State seeks to define ‘basics’ for health coverage

The health reform law has spawned many new terms related to its provisions, such as ‘‘individual mandate’’ and ‘’health insurance exchanges.’’

Here’s another one: ‘‘essential health benefits.’’

The Affordable Care Act requires all insurance plans to offer a comprehensive set of benefits starting in 2014. States are allowed to choose a benchmark plan that would define those benefits that are considered essential.

Georgia insurance department official Jay Florence said Tuesday that the agency is reviewing potential benchmark plans offering coverage to individuals and small businesses.

Florence spoke at an Atlanta panel discussion on the Affordable Care Act’s impact on Georgia children, sponsored by the Georgia Children’s Advocacy Network and Voices for Georgia’s Children.

The federal Department of Health and Human Services has identified a benchmark plan for Georgia, a small-group policy offered by Blue Cross and Blue Shield of Georgia, Florence said. That plan would be the default benchmark if the state does not choose one.

“We are unsure whether we’ll make an election or go with HHS,’’ he said. He also noted the Blue Cross plan does not cover pediatric vision and dental services, two of the essentials under the law.
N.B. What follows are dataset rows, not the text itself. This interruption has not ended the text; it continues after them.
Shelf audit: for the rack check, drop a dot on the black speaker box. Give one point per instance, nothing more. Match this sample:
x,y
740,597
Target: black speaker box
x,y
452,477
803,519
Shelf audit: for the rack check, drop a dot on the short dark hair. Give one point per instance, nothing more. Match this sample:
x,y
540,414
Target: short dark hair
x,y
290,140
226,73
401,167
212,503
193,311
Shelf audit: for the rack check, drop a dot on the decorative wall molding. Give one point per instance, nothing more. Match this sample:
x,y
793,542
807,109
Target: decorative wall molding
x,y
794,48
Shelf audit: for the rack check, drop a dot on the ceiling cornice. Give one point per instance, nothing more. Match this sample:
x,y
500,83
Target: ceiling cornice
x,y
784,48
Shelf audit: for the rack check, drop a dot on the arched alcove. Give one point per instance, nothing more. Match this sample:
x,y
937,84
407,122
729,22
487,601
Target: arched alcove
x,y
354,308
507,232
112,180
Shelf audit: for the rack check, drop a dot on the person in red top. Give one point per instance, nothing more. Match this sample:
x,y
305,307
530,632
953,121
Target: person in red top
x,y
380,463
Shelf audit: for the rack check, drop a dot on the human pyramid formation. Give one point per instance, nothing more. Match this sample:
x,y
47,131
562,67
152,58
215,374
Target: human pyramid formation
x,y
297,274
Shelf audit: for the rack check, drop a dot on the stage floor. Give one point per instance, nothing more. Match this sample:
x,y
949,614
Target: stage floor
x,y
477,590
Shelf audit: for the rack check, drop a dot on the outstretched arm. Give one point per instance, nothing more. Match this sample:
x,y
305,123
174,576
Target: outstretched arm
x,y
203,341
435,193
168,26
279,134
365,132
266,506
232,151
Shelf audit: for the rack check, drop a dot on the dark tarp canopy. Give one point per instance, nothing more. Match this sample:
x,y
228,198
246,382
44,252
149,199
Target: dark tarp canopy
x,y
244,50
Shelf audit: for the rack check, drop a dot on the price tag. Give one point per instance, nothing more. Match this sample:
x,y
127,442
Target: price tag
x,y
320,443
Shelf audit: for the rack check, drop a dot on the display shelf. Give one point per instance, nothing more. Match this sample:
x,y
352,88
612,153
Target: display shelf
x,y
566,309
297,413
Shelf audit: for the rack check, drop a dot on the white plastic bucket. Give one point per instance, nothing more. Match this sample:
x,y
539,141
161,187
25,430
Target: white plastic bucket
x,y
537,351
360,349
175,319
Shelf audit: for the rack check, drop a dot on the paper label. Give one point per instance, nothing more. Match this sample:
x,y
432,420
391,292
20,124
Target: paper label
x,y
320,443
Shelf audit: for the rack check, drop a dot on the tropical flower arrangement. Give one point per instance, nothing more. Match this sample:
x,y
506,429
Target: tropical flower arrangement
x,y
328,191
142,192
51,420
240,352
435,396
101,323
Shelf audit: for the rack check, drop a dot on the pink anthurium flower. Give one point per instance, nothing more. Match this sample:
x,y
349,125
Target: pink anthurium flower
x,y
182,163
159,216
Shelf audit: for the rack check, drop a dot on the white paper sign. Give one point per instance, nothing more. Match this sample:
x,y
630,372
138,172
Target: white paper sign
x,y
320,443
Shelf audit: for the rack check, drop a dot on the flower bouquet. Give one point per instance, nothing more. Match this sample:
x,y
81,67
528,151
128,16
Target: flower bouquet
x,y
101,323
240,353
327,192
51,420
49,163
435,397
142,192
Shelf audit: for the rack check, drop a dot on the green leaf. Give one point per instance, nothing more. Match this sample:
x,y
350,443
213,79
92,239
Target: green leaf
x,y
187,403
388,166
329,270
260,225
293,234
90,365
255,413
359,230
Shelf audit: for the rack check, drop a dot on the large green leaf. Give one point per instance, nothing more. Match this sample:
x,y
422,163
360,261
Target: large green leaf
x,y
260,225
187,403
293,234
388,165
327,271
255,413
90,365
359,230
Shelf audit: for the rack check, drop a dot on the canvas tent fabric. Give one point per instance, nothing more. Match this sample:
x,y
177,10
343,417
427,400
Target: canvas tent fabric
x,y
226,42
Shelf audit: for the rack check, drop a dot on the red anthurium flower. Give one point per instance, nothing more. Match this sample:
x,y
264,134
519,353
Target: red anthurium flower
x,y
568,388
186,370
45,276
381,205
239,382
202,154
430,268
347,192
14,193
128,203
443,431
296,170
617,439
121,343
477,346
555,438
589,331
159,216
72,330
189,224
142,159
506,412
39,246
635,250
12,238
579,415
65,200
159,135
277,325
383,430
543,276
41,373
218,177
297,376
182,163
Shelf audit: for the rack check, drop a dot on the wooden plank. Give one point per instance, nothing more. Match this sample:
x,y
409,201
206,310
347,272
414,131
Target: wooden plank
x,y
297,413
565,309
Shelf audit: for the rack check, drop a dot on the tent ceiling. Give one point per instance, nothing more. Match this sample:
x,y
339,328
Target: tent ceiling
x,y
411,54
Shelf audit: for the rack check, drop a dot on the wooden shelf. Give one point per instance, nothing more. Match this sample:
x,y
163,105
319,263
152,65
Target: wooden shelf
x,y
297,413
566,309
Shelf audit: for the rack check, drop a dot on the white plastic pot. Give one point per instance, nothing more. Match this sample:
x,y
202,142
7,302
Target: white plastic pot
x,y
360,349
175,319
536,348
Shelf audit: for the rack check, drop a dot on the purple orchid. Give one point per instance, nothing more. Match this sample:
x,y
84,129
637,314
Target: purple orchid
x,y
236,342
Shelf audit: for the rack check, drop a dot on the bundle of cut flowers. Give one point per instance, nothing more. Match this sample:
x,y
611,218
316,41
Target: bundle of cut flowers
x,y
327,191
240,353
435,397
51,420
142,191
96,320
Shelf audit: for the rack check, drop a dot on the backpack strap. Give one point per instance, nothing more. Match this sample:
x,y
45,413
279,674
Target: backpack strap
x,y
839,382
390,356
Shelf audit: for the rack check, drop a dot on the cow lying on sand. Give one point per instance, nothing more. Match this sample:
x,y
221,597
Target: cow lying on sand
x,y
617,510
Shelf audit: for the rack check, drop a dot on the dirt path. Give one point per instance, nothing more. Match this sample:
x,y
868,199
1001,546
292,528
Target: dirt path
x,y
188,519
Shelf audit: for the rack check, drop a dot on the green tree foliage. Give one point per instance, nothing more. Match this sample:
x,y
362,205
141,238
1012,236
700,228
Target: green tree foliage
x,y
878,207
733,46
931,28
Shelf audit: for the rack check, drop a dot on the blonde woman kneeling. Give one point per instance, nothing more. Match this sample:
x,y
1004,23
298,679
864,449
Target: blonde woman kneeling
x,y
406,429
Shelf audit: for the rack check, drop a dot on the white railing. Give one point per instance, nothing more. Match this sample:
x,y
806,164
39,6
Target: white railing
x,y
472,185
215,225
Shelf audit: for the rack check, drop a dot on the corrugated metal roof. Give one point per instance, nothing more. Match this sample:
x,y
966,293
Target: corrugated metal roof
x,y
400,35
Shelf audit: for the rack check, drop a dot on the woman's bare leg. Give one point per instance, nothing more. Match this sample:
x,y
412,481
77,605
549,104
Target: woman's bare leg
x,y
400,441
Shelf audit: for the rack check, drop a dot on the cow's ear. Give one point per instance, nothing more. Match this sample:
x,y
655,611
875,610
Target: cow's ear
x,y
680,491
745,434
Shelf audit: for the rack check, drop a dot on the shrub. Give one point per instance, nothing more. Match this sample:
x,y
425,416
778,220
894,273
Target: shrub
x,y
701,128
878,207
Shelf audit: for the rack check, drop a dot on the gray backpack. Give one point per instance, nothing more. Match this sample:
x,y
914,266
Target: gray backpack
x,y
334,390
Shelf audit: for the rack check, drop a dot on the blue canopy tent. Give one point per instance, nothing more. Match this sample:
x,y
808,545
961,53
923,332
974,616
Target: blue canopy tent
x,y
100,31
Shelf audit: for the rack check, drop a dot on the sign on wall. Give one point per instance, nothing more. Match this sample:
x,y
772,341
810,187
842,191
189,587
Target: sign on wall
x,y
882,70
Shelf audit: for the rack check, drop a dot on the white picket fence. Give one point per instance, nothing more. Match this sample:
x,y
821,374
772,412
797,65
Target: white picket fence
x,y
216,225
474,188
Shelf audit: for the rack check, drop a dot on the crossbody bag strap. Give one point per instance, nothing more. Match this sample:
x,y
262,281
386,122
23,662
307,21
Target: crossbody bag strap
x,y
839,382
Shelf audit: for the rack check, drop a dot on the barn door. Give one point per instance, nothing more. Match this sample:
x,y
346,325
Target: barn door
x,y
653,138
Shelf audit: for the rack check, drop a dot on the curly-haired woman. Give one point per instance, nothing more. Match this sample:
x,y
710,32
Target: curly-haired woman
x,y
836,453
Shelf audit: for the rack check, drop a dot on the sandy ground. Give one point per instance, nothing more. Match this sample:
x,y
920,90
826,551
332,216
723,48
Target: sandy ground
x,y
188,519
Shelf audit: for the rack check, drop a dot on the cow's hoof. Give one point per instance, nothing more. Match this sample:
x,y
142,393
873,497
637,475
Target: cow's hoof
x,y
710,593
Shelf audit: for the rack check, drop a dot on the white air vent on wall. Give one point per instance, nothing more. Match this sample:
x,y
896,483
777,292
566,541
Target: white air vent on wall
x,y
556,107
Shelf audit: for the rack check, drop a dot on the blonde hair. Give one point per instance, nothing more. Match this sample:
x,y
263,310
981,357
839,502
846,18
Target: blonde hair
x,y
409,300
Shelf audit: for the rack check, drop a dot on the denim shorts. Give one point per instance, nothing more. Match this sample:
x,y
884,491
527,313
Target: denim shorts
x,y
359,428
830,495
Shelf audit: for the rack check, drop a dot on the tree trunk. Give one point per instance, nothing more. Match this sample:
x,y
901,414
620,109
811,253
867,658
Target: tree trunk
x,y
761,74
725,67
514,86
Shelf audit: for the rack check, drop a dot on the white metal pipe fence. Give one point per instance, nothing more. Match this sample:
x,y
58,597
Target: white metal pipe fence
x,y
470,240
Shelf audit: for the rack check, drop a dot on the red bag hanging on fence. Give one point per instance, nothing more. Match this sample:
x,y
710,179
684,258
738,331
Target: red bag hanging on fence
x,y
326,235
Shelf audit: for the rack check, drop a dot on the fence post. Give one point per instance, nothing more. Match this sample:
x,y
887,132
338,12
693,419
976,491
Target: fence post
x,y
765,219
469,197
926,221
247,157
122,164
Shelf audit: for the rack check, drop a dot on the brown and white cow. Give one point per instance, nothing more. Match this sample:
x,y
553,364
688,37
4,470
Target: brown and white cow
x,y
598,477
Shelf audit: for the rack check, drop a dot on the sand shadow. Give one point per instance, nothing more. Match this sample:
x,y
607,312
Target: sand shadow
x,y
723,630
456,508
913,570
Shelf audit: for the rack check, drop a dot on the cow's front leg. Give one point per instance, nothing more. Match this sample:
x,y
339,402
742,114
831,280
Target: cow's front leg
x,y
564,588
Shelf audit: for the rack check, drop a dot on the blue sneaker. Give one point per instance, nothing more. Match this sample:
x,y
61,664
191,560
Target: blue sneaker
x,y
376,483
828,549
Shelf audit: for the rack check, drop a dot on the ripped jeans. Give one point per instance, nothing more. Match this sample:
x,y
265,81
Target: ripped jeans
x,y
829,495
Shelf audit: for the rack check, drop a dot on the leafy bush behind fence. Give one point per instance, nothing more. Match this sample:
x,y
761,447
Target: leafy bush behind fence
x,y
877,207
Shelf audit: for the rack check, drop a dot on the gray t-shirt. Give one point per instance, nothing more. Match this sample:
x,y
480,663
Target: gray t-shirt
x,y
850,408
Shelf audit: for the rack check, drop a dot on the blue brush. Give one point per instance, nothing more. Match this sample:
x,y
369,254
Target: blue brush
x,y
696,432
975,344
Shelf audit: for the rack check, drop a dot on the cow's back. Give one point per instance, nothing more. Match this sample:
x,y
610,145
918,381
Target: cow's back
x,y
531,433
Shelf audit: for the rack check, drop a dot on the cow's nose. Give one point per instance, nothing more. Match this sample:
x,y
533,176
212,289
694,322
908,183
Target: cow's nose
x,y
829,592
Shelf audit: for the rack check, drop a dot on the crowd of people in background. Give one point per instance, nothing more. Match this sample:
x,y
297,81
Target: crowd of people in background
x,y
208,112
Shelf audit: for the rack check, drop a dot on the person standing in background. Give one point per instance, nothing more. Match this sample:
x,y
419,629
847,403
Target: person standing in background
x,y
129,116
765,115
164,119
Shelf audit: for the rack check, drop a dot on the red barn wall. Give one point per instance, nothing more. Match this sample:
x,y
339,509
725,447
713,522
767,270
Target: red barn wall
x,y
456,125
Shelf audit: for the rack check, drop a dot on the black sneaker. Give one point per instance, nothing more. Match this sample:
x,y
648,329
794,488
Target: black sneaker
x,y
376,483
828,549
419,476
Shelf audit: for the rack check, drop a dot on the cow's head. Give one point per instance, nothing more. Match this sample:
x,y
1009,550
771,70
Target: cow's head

While Tennessee is holding public hearings on the benefits standard, Georgia does not plan to do so, Florence said. But he added that the agency will accept input on the issue from interested parties.

All insurance plans sold to individuals and small businesses will have to cover items and services in a minimum of 10 categories defined by the 2010 law, including preventive care, emergency services, pediatric care, including oral and vision care, maternity care, hospital and physician services, and prescription drugs. Self-insured employers are exempt from the essential benefit requirement, but most large employer plans already cover those 10 broad categories, Kaiser Health News reported.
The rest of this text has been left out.